The problem with Go is that it's single-source. That used to be death, single-source; couldn't get contracts if you were the only one providing a technology. C is multiple-source; even if you limit yourself to modern OSS compilers there's GCC and Clang, each from an independent group.
The trend towards unstandardized languages that only exist as a single blessed implementation, as opposed to languages defined by an official standards document with multiple implementations that are all on the same footing, is definitely an artifact of the Internet era: You don't "need" a standard if everyone can get an implementation from the same development team, for some definition of "need" I suppose.

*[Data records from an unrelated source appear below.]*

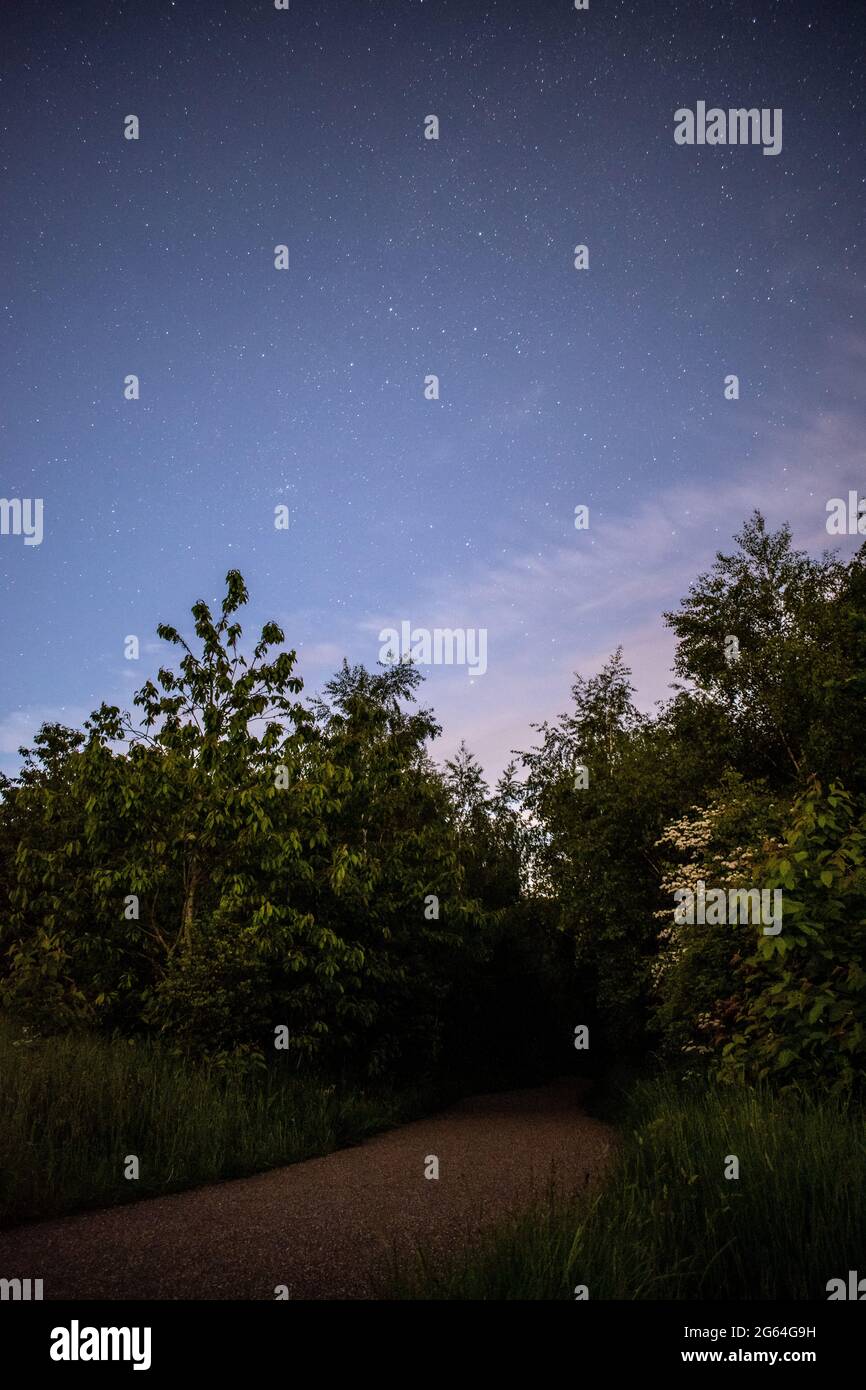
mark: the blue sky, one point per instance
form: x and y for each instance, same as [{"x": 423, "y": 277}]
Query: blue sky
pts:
[{"x": 410, "y": 256}]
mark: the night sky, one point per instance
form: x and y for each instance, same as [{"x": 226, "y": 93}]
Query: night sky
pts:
[{"x": 407, "y": 257}]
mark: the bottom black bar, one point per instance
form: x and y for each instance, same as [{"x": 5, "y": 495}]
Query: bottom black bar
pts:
[{"x": 256, "y": 1339}]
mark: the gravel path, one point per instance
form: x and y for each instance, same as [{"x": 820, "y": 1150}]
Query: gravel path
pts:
[{"x": 330, "y": 1228}]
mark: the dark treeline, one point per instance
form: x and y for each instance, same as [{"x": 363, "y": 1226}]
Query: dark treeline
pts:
[{"x": 234, "y": 859}]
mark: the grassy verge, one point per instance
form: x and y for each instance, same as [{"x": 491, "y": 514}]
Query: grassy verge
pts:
[
  {"x": 669, "y": 1225},
  {"x": 74, "y": 1107}
]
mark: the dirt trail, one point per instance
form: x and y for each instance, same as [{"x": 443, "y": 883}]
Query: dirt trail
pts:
[{"x": 328, "y": 1228}]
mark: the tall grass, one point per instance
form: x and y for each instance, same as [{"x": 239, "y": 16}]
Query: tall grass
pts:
[
  {"x": 666, "y": 1222},
  {"x": 72, "y": 1108}
]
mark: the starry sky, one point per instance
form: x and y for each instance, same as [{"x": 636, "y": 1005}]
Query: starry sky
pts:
[{"x": 409, "y": 257}]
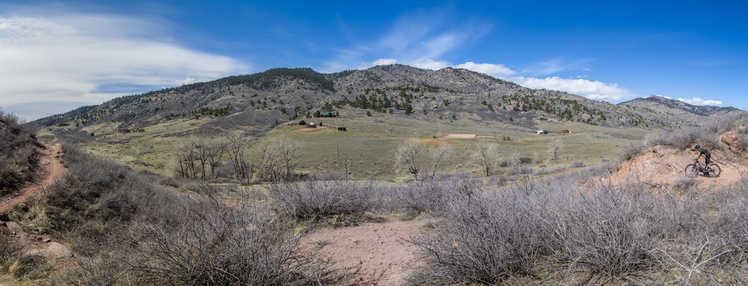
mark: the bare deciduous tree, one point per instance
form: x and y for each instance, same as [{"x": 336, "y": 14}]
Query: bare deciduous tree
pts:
[
  {"x": 486, "y": 156},
  {"x": 200, "y": 157},
  {"x": 279, "y": 160},
  {"x": 418, "y": 159},
  {"x": 236, "y": 148},
  {"x": 344, "y": 163}
]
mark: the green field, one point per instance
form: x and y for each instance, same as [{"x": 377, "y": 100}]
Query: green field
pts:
[{"x": 371, "y": 143}]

If your horizon is only 20 years, Go is likely reasonable. Google will probably still exist and not be an Oracle subsidiary or anything similarly nasty in that period. OTOH, you might have said the same thing about staid, stable old AT&T in 1981...
Google could still exist but add Go to killedbygoogle.com
DBMS can be any of the major SQLs, and NodeJS will have a pretty small driver lib for it.
Exactly my thoughts with Nextjs. Haha
So sad...
Right now it's this:
- HTML/CSS/vanilla JS for the UI. If it renders on a browser now I expect it to render almost the same in 20 years.
- SQLite: It's a library that sure will be alive, maintained and API compatible in the future.
- Go: The Go 1 compatibility promise applies here. Also, trying to reduce external dependencies as much as possible (SQLite lib should use standard DB api)
Sure you can use C or Java, but Go strikes the right balance for me (also personal preference for its philosophy and ecosystem)
It's a nice thought experiment in a time when you leave a NextJS project for a year and it ages like milk.